Senin, 25 Maret 2013

A Lender For the Rich When They Get Into a Financial Pinch

When the very wealthy get very illiquid, they can turn to Fortress Credit Corp. for help.

Philip Falcone, the embattled chief executive of hedge fund Harbinger Capital Partners, has borrowed from the lender against a seven-bedroom, three-pool villa in St. Barths for which he paid $39 million in 2008, Bloomberg News reported today. Fortress Credit is a subsidiary of Fortress Investment Group (FIG), an alternative asset manager, and specializes in high-risk, high-rate loans to big fish in tight spots.

Since the financial crisis, when prescient bets against subprime mortgages helped Harbinger amass $26 billion and made Falcone himself a billionaire, the investor has had a rough few years. Assets under management have fallen by almost 90 percent, and Falcone’s biggest investment, a wireless Internet service provider, has gone bankrupt. In the interim, Falcone has also borrowed against two Manhattan townhouses he owns, one of which formerly belonged to Penthouse publisher Bob Guccione and sold for $49 million.

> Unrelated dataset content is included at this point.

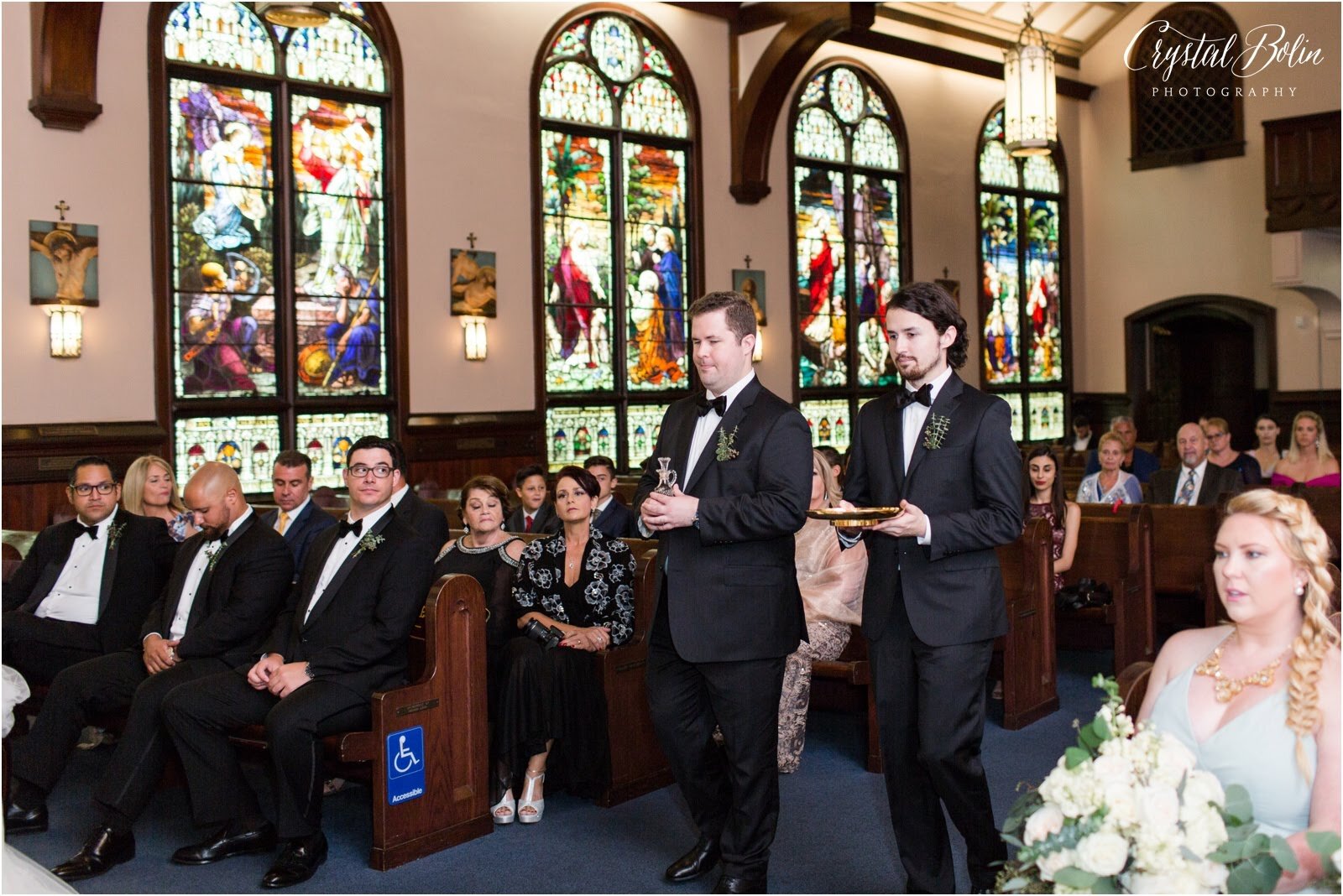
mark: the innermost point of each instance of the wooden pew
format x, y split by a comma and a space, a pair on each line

Fortress Credit’s best-known borrower is none other than Michael Jackson, who took out some $300 million in loans in 2006, partially secured by his Neverland Ranch compound in southern California. Fortress “is comfortable with, and to some degree specializes in, difficult credits, difficult borrowers and difficult situations,” the company says on its web site. “The Credit team is very focused on properly pricing, structuring, collateralizing, monitoring and, if necessary, litigating to maximize the value of credit investments.”

The division made about $4 billion of loans and commitments last year, Bloomberg reported. Fortress Credit is led by Peter Briger, a former partner at Goldman Sachs (GS) who is now FIG’s co-chairman, and Dean Dakolias. “WALL STREET’S GARBAGE MEN,” reads the headline of an article about Fortress in a private equity publication, which is posted on the firm’s web site. “Fortress Investment Group is getting its hands dirty salvaging value from a real estate opportunity with an estimated value of $2 trillion.” Another article, in Institutional Investor, labels Briger and his team “junkyard dogs”—but also calls the former prop trader a “titan of finance” who became a billionaire taking Fortress public in 2007.

The parent company had net revenue of $1 billion and operating income of $111 million in 2012.